Dr. Joseph H. is removing the thyroid gland from a middle-aged patient with an abnormal nodule that was recently detected. This will be the 37th thyroidectomy he will have performed this year. He regularly lectures on advances in this type of surgery.
However, Dr. H. Gilbert Welch, author of “Over-Diagnosed: Making People Sick In The Pursuit Of Health,” says the occurrence of thyroid nodules is so common as to be normal.
Dr. Rita F. Redburg MD, who underwent thyroidectomy years ago, reports in a letter published in the Journal of the American Medical Association that there has been a tremendous increase in thyroid surgery in the past three decades with no change in thyroid cancer mortality. There are an estimated 39,000 thyroid glands surgically removal annually.
Over in the ophthalmology clinic out-patient department a dozen patients with wet macular degeneration will undergo direct needle injection of a medication that causes abnormal blood vessels to recede at the back of the eye.
This condition is known as wet macular degeneration. Dr. Mack Z. is the retinal specialist. He is well regarded and is esteemed by his patients.
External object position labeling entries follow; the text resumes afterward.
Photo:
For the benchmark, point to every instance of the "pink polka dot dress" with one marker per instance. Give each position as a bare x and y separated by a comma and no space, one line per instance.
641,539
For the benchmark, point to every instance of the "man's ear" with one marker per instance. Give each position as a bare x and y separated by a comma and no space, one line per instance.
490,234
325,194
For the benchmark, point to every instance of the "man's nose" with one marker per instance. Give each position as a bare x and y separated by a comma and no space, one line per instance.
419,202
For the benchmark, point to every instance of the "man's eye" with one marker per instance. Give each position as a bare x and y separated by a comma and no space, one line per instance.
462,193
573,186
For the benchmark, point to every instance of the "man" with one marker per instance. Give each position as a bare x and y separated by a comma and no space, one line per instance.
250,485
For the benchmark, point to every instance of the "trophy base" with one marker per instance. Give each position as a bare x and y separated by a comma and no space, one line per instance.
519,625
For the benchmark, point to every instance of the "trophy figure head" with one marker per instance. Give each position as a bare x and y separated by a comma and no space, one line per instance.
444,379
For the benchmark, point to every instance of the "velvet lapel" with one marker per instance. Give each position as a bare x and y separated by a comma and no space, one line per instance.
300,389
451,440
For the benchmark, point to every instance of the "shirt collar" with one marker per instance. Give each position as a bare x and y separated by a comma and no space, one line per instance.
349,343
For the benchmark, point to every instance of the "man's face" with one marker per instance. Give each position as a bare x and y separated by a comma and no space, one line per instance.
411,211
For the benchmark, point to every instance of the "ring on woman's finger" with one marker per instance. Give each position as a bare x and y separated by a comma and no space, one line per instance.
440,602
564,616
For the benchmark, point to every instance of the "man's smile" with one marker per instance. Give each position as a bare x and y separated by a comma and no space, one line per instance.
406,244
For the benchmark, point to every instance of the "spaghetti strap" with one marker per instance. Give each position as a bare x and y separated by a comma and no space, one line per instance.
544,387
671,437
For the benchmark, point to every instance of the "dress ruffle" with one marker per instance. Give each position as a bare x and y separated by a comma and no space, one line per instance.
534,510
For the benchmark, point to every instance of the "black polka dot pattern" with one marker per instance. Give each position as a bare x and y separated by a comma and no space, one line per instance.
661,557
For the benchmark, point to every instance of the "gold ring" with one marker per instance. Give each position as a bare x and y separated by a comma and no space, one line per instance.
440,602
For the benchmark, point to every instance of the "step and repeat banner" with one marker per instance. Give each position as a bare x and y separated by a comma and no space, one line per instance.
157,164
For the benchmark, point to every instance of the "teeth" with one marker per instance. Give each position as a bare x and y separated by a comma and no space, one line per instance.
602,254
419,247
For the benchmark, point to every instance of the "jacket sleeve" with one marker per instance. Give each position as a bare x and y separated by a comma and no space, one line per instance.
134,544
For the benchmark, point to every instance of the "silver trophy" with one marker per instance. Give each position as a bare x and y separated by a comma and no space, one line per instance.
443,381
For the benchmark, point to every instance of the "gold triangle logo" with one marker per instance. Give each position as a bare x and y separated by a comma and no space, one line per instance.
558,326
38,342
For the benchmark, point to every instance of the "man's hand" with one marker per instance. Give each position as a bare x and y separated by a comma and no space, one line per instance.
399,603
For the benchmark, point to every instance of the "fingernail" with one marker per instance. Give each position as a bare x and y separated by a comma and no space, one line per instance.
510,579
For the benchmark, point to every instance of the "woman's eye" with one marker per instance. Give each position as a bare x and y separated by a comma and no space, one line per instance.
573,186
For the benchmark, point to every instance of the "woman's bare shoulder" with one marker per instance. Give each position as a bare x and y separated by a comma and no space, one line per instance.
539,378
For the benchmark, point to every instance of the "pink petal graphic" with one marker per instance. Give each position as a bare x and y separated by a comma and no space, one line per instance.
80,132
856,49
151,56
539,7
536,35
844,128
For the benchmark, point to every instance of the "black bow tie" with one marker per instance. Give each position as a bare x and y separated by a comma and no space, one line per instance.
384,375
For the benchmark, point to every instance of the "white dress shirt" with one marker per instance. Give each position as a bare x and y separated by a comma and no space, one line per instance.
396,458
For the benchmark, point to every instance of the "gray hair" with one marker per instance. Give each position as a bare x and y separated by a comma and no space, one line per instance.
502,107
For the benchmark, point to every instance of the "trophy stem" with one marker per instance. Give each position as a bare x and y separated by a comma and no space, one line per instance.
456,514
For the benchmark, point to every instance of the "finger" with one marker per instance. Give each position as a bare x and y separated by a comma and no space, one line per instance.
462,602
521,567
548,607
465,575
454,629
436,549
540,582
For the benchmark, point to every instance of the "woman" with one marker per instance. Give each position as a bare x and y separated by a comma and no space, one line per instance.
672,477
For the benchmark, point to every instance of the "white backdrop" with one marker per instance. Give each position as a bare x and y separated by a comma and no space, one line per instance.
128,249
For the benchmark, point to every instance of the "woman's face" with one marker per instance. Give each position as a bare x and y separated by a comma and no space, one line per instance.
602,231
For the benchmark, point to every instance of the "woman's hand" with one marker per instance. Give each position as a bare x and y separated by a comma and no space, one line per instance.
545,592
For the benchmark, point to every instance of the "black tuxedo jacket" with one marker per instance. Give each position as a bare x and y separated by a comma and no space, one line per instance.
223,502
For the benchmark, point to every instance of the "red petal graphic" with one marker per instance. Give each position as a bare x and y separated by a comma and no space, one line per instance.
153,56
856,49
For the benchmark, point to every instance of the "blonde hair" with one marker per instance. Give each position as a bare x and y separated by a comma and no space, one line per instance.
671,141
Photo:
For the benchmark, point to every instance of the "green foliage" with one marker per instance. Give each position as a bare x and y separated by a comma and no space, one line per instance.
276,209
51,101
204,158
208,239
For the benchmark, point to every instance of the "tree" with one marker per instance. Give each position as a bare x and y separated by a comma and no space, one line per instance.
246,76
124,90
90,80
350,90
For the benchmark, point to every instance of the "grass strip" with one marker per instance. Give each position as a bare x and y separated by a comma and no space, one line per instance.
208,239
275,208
His gentle hands make the injection as painless as possible.
Retinal specialists make over $1000 per patient for a 1-minute procedure. The injections have to be done every 4-6 weeks to save the patients’ sight. The lack of oxygen at the back of the eyes triggers formation of new blood vessels that invade the visual center of the eye (the macula). Two drug companies now sell over $1 billion of the drug used to treat this disease. Each dose costs ~$1500. The drug was being sold as a cancer drug and an equivalent dose cost $50. So the drug is massively over-priced.
The treatment is not successful for about 15% of the patients and an oral dietary supplement that appears to be effective in these cases is ignored as it represents a potential threat to the income stream eye doctors now generate by injecting this medicine. Eye doctors are no longer protecting their patients’ vision, they are protecting their incomes.
Bilking insurance has become so common that the entire health care system is now dependent upon it. Now, should the systemic epidemic of needless care be remedied, whole hospital chains would collapse, medical device companies would fold and hundreds of thousands of hospital and ancillary health care workers would be without work. But hundreds of billions of healthcare dollars would be saved. The Congressional Budget Office says that up to 30 percent of the health care in the U.S. is unnecessary.
Doctors stand as traditional protectors between patients and the medical care industry. They have given themselves over to the other side. Who will stop them? Any attempt to put a stop to this is deemed to be an interference with the doctor-patient relationship. Doctors also often characterize efforts to halt unnecessary care as “rationing care.” The end of fee-for-service medical care would help. Doctors should be placed on salary like in other countries if they cannot police themselves.
But doctors aren’t of a current mind to police themselves. There is no end seen to this problem in the foreseeable future, even under the affordable care act. ©2013 Bill Sardi, Knowledge of Health, Inc.